— Почему именно завтра вы должны были закупорить гирло Дуная? Почему не раньше и не позже?
— Да, вопрос чрезвычайной важности. Но вы, кажется, уже догадались, что это за день «завтра».
— Отвечайте.
— Завтрашний взрыв приурочивался к большим событиям на всем протяжении Дуная. Люди-лягушки были посланы и в Словакию, и в Болгарию, и в Румынию, и в Венгрию. И больше всего их было послано в Венгрию. Венгрия, как мне точно известно, должна стать эпицентром взрыва. — «Мохач» ждал, что последние его слова произведут на советского генерала особенно сильное впечатление. Увы, даже такое признание не вызвало перемены в его лице. Оно по-прежнему было непроницаемым, спокойным, холодным.
— Вы как будто не верите мне?
— Не имею права не верить, ибо вы подтверждаете то, что нам уже известно, — сказал Громада.
— Вы хотите сказать, что мои добровольные показания не имеют цены? И мне нечего надеяться на снисхождение вашего правосудия?

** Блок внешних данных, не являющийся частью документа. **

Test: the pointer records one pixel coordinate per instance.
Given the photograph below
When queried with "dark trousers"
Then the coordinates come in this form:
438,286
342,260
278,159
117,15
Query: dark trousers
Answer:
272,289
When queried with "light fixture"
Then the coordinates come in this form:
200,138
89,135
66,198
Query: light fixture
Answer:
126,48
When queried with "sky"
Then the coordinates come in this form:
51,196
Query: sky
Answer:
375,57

Один из офицеров, сидящий у входной двери, потихоньку поднялся и вышел. Громада подождал, пока он закроет дверь, и сказал:
— Не имею права выступать от имени нашего правосудия. Почему вы, не дождавшись взрыва, покинули свою базу?

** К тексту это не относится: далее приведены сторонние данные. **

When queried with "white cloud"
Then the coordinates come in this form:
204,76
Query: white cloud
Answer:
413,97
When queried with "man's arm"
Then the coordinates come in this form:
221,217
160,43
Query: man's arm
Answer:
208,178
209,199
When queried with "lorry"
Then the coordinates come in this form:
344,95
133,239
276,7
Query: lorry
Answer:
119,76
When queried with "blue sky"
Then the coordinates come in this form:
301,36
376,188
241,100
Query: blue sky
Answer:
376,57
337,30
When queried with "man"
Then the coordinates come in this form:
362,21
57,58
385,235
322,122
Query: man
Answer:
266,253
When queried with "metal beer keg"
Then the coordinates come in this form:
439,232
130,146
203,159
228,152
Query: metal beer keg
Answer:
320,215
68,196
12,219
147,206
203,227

— Нас обнаружили румынские пограничники и начали преследовать. Через болота и плавни мы выбрались к границе. Восемь или десять дунайских рукавов преодолели, дюжины две озер и болот. Вы, конечно, спросите: почему мы пробирались именно сюда, на север, к советской границе. Дело в том, что на острове Тополином у нас была давняя надежная явка. Мы рассчитывали отсидеться у своего старого друга Сысоя Уварова, у «Белуги», дождаться оказии и вернуться в Регенсбург.

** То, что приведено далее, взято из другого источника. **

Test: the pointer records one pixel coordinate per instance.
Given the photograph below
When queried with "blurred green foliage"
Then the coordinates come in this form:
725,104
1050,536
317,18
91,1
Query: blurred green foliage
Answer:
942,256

— Совершенно верно, — сказал Громада. — Вы не попали к Сысою Уварову. Наблюдая за Тополиным островом с правого берега, вы установили, что «Белуга» перевернулась кверху брюхом. И даже это не остановило вас? На что же вы надеялись, переправляясь через Дунай?
— Я вел своих спутников в ваш тыл, в надежде через Польшу уйти в Западную Германию. Когда и вы начали нас преследовать, я бросил их и пробивался дальше один в Одессу, откуда мог бы кружным путем вернуться в Регенсбург или в Мюнхен.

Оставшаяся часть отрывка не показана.